How does the budget 2025 announcement affect my insurance investments and expenses, specifically with regard to the 80C and 80D deductions? I am currently in the old regime and have bought a few insurance plans to avail of these deductions. Can I avail of the tax rebate on income up to ₹12 lakh and claim these deductions, too?
-Name withheld on request
The Union Budget 2025-26 has not changed the 80C and 80D limits. They remain the same as earlier. These deductions continue to be available only under the old tax regime.
The tax rebate for income up to ₹12 lakh has been announced under the new tax regime. In the new tax regime, you cannot avail deductions for insurance under section 80C or 80D. The new tax regime is a simplified tax regime and does not allow these deductions. You should evaluate your overall tax liability under both regimes and choose the one with lower tax incidence.

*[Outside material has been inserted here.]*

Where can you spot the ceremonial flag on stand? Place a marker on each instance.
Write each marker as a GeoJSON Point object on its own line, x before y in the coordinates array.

However, you should consider insurance plans independent of the taxation benefits. The primary objective of insurance is to provide social security in case of an adverse situation. For an uninsured person, the insured events can make a substantial dent in the family’s investment corpus.
Abhishek Bondia is a principal officer and managing director at SecureNow Insurance Broker Pvt. Ltd.